Synergetic effect of Ti-Mg-Sb tri-doping on enhanced electrochemical performance of LiCoO₂ at 4.6 V

With a theoretical specific capacity of 274 mAh·g⁻¹, LiCoO₂ (LCO) is the favored cathode material for lithium ion batteries (LIBs) applied to electronic devices. However, the unfavorable transitions in phase of LCO structure at high voltage and the negative reactions occurring at the interface between cathode and electrolyte limit the practical applications of LCO. Therefore, we designed a novel tri-doping strategy to enhance the electrochemical performance of LCO at 4.6 V. The introduction of minimal quantities of Ti, Mg, and Sb to the transition metal (TM) layer of LCO resulted in a substantial increase in both the cycling stability and reversible capacity of LCO. The distribution of the doping elements in the modified LCO was also analyzed, and we found that Ti, Sb were uniformly distributed in the particles, while Mg tended to distribute at the near-surface area of the primary particles.
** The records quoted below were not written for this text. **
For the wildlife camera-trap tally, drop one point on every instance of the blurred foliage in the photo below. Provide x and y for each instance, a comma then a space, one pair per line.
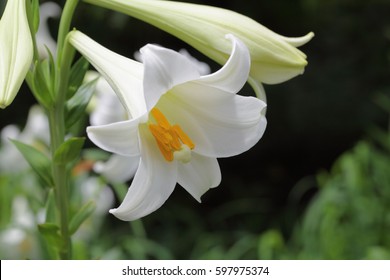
276, 201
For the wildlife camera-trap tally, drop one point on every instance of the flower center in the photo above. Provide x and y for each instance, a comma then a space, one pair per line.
172, 141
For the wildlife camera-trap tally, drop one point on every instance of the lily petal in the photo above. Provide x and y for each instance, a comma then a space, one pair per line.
164, 69
234, 74
124, 75
16, 50
120, 137
199, 175
153, 183
117, 168
220, 124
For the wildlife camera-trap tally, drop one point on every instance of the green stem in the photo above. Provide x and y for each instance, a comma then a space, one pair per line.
57, 126
64, 28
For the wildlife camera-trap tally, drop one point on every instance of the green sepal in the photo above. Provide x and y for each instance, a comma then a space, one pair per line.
76, 77
76, 106
84, 213
69, 150
39, 162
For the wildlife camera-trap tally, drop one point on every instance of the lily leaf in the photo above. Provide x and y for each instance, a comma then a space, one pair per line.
77, 74
69, 150
51, 233
81, 216
75, 107
39, 162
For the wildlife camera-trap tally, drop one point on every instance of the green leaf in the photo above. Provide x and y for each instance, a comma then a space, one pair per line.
83, 214
69, 150
39, 162
35, 15
75, 107
41, 81
76, 76
50, 207
51, 233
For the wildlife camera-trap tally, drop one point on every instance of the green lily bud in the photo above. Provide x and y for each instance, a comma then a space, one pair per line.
274, 58
16, 50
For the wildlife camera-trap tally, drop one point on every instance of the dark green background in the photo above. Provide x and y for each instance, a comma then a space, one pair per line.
312, 118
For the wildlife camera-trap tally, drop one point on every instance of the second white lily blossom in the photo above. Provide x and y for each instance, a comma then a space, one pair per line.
180, 121
16, 50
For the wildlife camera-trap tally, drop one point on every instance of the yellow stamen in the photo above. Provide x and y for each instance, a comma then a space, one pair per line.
170, 139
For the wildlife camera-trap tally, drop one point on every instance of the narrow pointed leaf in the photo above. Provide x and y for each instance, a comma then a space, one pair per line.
76, 106
77, 74
83, 214
51, 233
50, 207
69, 150
39, 162
35, 15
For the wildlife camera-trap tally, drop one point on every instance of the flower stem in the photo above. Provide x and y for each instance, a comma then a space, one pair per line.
65, 22
58, 130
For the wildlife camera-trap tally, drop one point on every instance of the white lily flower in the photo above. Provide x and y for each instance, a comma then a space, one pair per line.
108, 109
275, 58
180, 121
16, 50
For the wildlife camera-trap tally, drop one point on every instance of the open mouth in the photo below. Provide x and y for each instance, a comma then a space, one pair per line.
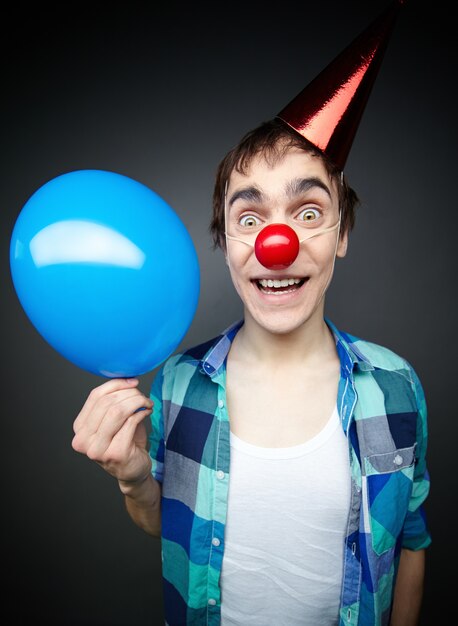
271, 286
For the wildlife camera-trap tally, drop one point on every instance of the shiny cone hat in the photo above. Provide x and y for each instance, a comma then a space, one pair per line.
327, 112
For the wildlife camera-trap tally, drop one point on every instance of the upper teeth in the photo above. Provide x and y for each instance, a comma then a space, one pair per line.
279, 283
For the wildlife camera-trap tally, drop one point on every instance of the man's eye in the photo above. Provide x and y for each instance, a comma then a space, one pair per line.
249, 220
308, 215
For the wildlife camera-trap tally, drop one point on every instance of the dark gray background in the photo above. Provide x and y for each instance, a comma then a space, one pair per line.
160, 93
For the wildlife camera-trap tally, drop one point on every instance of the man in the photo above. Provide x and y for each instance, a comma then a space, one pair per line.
285, 468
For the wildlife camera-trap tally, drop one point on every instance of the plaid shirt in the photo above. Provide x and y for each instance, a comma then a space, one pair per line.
383, 414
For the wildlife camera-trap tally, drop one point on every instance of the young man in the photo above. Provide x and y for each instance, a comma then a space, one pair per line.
285, 469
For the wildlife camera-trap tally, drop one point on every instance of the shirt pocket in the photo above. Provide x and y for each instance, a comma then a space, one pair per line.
389, 480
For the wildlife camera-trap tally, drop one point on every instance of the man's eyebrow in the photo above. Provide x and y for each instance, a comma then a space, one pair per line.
251, 194
300, 185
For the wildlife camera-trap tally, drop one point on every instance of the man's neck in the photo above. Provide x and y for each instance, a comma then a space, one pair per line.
309, 344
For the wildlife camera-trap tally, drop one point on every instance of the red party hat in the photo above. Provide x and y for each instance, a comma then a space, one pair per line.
328, 110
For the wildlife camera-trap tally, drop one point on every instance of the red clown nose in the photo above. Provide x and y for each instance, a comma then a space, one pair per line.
277, 246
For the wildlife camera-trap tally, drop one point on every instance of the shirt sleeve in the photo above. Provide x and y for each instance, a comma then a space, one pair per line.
156, 434
416, 535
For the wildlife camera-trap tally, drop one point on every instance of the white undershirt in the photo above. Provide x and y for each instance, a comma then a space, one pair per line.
285, 529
Through the trace Ti-Mg-Sb tri-doping, the modified LCO cathode material can reach an initial discharge capacity of 222.9 mAh·g⁻¹ between 3.0 and 4.6 V at 0.5 C with the capacity retention of 85.1% after 100 cycles. Moreover, the reversible capacity reached 114 mAh·g⁻¹ at 10 C. This research offers a promising future for the development of 4.6 V LCO, as well as valuable insight into designing subsequently multi-element co-doping schemes for LCO cathodes.